DEMOKRATİKLEŞME NASIL GERÇEKLEŞECEK?

Klasik ve artık bıktırıcı olan soru şu: Niye taksim’de ısrar ediliyor? Oysa bu soruyu soranlara ‘neden Taksim’e izin verilmiyor’ diye bir soru hakkı vardır. ‘Neden Taksim’ sorusunun yanıtını verelim: Londra’da, Paris’te, Moskova’da 1 Mayıs’lar neden geleneksel ve tarihsel ama hep aynı meydanlarda kutlanıyorsa o yüzden. Dünya kentlerinde 1 mayıs kutlamaları büyük ve hep aynı meydanlarına yapılıyor. Yani bu bir gelenek. Oralarda devlet de vatandaş da biliyor bunu. Kimse kimseyi engellemeye çalışmıyor. Çünkü işin normali bu. Yani kimsi kimseyi Kazlıçeşme ya da Çağlayan’a göndermeye çalışmıyor. Devlet yetkililerinin açıktan ya da ima yoluyla söyledikleri  bu yıldan başlayarak artık 1 Mayıs’ı Taksim’den uzaklaştırmak. Bu yılın gerekçesi ‘çukur’du. Önümüzdeki yılın gerekçesi şimdiden hazır: Topçu Kışlası inşaatı. Önümüzdeki yılın altyapısı bu yıldan oluşturuldu; tüm şehri kuşatıldı, tüm şehri izole edildi. Bunlar hakları ihlal ederek gerçekleşti. 1 mayıs’ta tüm kenti esir alan, insanları evlerine gitmelerine bile izin vermeyen anlayışın bir diğer amacı İstanbul halkını 1 Mayıs kutlamalarına karşı kışkırtmak.

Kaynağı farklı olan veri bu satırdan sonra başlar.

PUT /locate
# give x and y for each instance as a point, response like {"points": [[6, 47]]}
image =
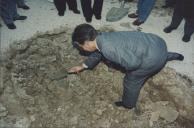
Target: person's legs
{"points": [[139, 6], [169, 3], [188, 30], [97, 8], [87, 9], [61, 6], [132, 86], [176, 20], [135, 15], [8, 11], [21, 4], [145, 9], [73, 6]]}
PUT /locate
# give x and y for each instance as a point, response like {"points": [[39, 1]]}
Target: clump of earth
{"points": [[31, 97]]}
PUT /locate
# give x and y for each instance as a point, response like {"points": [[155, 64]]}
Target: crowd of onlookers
{"points": [[183, 9]]}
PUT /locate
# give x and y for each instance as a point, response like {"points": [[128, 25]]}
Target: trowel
{"points": [[116, 14]]}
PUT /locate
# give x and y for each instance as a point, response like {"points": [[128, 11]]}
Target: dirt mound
{"points": [[30, 98]]}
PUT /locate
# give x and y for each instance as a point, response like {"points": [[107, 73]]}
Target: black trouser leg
{"points": [[189, 27], [132, 86], [97, 7], [72, 4], [170, 3], [60, 5], [176, 19], [86, 8]]}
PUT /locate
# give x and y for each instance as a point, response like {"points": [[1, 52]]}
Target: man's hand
{"points": [[76, 69]]}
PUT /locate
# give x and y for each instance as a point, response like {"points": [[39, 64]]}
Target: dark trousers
{"points": [[8, 11], [144, 8], [134, 81], [170, 3], [176, 20], [61, 5], [20, 3], [88, 10]]}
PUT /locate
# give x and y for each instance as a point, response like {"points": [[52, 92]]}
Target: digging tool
{"points": [[60, 74], [116, 14]]}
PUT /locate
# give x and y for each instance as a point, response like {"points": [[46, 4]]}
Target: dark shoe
{"points": [[186, 38], [88, 19], [138, 22], [168, 29], [11, 26], [25, 7], [165, 6], [98, 17], [133, 15], [120, 104], [76, 11], [180, 57], [20, 18], [61, 13]]}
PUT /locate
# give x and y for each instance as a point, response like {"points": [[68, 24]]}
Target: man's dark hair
{"points": [[82, 33]]}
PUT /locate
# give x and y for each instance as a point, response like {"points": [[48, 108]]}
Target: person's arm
{"points": [[89, 63]]}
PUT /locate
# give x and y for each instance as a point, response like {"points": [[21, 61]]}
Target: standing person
{"points": [[183, 10], [61, 6], [144, 8], [140, 54], [21, 4], [9, 13], [89, 11]]}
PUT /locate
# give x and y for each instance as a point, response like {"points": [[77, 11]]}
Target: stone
{"points": [[3, 111], [169, 114]]}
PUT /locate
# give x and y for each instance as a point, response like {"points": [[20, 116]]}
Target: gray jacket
{"points": [[130, 50]]}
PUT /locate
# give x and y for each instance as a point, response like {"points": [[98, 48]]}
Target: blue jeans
{"points": [[144, 7], [8, 11]]}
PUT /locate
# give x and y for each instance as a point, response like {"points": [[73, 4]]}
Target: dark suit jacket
{"points": [[130, 50]]}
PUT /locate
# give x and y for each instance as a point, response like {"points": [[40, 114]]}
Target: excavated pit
{"points": [[30, 98]]}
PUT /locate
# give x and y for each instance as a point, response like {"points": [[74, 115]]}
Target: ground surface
{"points": [[43, 17], [31, 97]]}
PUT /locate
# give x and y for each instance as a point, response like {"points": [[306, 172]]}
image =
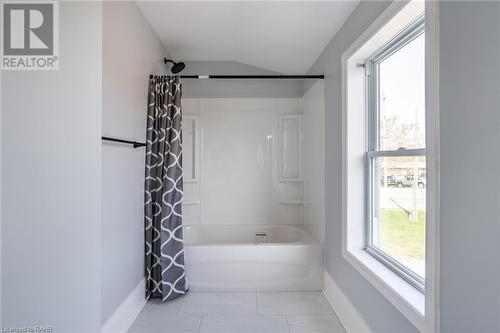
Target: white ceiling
{"points": [[285, 37]]}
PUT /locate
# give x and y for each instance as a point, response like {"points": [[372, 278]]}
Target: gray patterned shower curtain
{"points": [[165, 274]]}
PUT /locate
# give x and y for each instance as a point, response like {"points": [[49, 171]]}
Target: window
{"points": [[396, 155]]}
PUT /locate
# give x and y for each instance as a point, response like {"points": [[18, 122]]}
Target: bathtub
{"points": [[252, 258]]}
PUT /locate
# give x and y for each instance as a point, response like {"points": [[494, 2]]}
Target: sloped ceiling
{"points": [[285, 37]]}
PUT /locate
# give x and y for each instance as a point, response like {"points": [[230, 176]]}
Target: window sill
{"points": [[403, 295]]}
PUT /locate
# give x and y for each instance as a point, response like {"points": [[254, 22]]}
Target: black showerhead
{"points": [[177, 67]]}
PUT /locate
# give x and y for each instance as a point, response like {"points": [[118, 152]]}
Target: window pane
{"points": [[399, 209], [402, 97]]}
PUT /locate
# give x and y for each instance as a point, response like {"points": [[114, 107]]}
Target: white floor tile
{"points": [[315, 324], [150, 323], [156, 307], [219, 304], [244, 324], [293, 303]]}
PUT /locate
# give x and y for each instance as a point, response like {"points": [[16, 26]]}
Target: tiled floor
{"points": [[280, 312]]}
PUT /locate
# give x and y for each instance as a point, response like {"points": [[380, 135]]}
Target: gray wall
{"points": [[131, 51], [51, 172], [379, 314], [235, 88], [470, 166]]}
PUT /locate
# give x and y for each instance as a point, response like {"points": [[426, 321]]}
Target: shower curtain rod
{"points": [[260, 77]]}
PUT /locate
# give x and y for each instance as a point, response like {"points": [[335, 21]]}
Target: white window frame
{"points": [[409, 34], [419, 308]]}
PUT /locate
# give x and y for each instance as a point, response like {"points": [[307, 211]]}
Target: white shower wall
{"points": [[313, 105], [244, 161]]}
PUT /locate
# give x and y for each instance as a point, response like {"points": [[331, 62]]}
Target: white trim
{"points": [[350, 318], [419, 309], [123, 317]]}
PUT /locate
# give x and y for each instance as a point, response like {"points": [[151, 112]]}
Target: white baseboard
{"points": [[349, 317], [121, 320]]}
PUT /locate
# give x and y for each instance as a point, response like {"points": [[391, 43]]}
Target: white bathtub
{"points": [[227, 258]]}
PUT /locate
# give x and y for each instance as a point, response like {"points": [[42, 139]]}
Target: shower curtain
{"points": [[165, 274]]}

1 Mayıs her yıl kutlanır ama her nedense devlet bunu Nisan ayında hatırlar ve yasaklama önceliğini kullanarak işe soyunur.Geçen yıl Küba, Havana’dan sonra en görkemli kutlamaya sahne olan İstanbul’un bu yıl sıkıyönetim ötesi kurallarla kuşatılması tüm dünya medyasına yansıdı. Nasıl yansımasın ki? Devletin sözünü ettiği marjinal grupları engellemek yerine herkesi evine tıktığı, kutlamak için toplanan herkesi gaza boğduğu bir ortam yaşananlar skandaldan başka bir şey değildir. Oysa şu an yaşanan barış süreci ile yumuşayan ortam, Türkiye’de barışın sağlanabileceği yönünde inancın giderek arttığı bir zemin ve hele Diyarbakır’da Abdullah Öcalan’ın bile 1 Mayıs mesajının okunduğu bir iklimde İstanbul’da bir bayram yaşanabilirdi. Olmadı. 1 Mayıs’ta yaşananlar Türkiye’nin demokratikleşmesi, demokratik, özgürlükçü, bir anayasa konusunda şimdilik pek iyimser olunmayacağını gösteriyor.